Elle était blanche comme une morte, avec des lèvres dansantes. Elle s’est adossée au mur, ici, près du buffet ; et elle était très mince, très grande, avec des bras inertes, paralysés, collés à son corps ; ses yeux seuls vivaient.

J’ai dû balbutier :

— Qu’y a-t-il enfin ? Qu’y a-t-il ?

Elle m’a répondu d’une voix de délire, grelottante et désaccordée :

— C’est odieux !… Ne m’approchez pas ! C’est épouvantable !… J’en mourrai !…

Puis un grand cri soudain :

— Elle est votre maîtresse !

Et ses yeux sont morts. Elle s’est affaissée le long du mur, comme frappée d’une balle. J’ai étendu les bras juste à temps.

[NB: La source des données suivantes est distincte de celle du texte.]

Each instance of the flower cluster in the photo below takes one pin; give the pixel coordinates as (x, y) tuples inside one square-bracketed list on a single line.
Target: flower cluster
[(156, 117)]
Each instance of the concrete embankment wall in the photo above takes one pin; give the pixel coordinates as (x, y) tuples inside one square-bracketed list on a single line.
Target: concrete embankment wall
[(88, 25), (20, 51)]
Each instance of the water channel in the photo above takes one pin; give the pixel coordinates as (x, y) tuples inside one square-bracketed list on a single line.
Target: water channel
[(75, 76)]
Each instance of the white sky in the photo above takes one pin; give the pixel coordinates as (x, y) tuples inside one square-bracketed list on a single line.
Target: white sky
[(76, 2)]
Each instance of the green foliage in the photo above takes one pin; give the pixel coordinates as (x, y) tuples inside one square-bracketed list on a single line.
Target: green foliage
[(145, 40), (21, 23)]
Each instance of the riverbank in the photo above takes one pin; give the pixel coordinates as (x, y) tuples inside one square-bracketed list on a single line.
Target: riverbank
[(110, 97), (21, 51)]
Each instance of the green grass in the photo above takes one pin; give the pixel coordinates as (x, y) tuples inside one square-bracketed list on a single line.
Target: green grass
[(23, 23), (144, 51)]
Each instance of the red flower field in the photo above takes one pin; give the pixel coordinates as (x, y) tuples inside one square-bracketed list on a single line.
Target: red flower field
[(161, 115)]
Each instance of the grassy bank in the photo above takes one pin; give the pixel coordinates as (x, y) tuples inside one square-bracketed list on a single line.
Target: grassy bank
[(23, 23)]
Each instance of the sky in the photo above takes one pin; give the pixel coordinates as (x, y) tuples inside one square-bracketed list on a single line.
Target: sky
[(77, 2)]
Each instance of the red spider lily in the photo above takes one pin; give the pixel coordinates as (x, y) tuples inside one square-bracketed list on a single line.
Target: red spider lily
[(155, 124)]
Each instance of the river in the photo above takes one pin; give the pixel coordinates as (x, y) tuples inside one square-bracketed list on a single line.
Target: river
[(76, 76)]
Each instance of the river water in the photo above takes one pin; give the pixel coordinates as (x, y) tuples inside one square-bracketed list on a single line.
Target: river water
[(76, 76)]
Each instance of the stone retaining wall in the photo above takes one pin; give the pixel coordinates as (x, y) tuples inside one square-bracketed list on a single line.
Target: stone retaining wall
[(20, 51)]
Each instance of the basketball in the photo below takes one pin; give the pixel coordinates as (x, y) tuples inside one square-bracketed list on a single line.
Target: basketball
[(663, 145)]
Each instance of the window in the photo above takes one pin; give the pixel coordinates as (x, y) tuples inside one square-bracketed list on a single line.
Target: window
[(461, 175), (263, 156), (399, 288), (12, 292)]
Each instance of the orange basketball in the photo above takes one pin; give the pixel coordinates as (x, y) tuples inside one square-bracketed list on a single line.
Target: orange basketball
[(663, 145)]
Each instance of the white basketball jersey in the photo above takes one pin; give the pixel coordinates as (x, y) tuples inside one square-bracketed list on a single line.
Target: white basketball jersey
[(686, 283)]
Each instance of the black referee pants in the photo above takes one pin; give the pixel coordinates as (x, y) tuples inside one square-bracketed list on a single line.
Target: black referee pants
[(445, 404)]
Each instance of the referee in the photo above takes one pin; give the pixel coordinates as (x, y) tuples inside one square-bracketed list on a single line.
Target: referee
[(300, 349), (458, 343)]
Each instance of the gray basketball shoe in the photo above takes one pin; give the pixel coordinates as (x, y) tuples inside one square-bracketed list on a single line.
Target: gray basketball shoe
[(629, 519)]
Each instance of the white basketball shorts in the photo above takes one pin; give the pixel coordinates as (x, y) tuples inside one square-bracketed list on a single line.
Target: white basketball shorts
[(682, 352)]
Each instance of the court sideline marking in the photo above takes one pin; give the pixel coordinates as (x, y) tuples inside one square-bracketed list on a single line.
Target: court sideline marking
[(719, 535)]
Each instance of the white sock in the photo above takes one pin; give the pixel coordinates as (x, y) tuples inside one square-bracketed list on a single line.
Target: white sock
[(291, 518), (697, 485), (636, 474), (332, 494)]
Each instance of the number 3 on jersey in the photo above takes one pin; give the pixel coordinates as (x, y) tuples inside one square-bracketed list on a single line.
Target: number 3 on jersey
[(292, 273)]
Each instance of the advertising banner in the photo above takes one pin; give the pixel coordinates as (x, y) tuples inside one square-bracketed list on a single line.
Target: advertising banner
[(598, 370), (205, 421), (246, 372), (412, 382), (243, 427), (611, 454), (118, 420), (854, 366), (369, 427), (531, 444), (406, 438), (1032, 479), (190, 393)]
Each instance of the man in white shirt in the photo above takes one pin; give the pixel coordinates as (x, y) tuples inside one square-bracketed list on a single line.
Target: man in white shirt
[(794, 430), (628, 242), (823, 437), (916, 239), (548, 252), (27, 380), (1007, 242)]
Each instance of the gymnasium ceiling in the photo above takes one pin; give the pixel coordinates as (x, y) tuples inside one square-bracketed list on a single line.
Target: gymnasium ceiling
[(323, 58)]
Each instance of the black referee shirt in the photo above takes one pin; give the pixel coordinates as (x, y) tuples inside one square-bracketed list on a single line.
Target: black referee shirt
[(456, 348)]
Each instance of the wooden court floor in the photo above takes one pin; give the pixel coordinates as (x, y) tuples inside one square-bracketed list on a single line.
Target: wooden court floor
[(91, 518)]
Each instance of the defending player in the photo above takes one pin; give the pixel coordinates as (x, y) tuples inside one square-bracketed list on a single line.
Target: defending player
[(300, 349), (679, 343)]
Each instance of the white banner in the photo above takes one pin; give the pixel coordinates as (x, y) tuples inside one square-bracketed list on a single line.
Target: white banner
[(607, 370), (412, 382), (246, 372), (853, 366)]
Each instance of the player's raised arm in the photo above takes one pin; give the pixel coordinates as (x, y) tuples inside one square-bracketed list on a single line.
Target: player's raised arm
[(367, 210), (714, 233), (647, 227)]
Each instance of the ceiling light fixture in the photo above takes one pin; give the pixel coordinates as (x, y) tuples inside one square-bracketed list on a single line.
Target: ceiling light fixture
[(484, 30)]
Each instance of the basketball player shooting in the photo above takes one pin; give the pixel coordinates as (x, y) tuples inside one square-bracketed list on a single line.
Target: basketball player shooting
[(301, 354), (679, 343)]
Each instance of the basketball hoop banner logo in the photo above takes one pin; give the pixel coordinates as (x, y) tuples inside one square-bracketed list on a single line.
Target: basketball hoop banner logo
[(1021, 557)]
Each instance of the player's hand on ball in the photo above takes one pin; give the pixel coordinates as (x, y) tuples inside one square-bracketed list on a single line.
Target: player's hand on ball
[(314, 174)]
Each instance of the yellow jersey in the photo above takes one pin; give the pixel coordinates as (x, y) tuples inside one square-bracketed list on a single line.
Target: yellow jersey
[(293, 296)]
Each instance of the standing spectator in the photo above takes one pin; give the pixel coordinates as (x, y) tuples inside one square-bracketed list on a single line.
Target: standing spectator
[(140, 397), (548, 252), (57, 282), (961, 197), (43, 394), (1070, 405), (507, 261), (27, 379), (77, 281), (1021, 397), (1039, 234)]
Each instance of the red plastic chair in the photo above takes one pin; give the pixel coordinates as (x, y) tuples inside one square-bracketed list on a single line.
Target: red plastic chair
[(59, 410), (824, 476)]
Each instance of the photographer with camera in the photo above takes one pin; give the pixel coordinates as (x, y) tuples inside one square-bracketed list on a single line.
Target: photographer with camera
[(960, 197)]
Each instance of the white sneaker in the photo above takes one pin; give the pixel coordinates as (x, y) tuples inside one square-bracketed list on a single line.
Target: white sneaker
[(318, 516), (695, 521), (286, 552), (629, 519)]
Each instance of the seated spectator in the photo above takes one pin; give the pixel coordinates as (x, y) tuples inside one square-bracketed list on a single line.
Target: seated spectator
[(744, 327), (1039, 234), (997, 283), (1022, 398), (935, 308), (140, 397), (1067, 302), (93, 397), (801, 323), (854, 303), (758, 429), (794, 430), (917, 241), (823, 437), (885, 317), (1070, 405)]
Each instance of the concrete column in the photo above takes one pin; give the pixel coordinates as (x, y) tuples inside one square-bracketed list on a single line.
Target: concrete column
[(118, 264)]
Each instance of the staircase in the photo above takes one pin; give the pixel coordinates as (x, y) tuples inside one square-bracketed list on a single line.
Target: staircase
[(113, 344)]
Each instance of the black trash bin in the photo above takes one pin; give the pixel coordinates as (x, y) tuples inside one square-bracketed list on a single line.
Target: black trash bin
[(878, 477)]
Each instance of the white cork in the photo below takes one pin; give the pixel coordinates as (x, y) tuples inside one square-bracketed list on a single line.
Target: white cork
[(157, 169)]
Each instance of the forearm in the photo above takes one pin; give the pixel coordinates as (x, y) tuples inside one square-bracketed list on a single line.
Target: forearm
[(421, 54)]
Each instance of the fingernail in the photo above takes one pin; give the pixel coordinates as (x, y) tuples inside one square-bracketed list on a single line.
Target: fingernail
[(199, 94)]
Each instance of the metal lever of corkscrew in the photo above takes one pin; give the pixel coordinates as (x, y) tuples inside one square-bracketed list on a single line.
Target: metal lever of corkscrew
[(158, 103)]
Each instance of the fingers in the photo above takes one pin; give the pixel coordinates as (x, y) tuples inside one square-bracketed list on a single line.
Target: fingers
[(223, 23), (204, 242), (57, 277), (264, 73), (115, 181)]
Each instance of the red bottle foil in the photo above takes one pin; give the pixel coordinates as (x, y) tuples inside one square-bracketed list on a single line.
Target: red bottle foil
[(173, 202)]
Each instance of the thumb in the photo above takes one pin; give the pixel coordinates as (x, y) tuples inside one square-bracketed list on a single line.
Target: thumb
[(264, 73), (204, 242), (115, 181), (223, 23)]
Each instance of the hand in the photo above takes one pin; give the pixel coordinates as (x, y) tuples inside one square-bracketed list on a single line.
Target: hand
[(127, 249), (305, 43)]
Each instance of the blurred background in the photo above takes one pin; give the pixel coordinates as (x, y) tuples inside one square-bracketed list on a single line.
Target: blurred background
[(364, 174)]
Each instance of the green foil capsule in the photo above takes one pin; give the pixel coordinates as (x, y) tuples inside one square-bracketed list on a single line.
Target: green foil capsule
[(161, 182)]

Puis, j’ai été fou, N’ai-je pas ouvert la fenêtre et appelé Mme Michaud ! Par miracle, personne ne m’a entendu. Je l’ai déposée sur mon lit et j’ai cherché à la ranimer. Mais je n’ai plus d’eau-de-vie, plus de vinaigre, plus de vin… mes provisions sont épuisées depuis un grand mois. Heureusement elle est revenue vite à elle. Comme je continuais à lui mouiller les tempes, elle m’a demandé de l’eau sucrée. Je lui ai donné un verre d’eau en lui disant :

— Je n’ai pas le moindre morceau de sucre.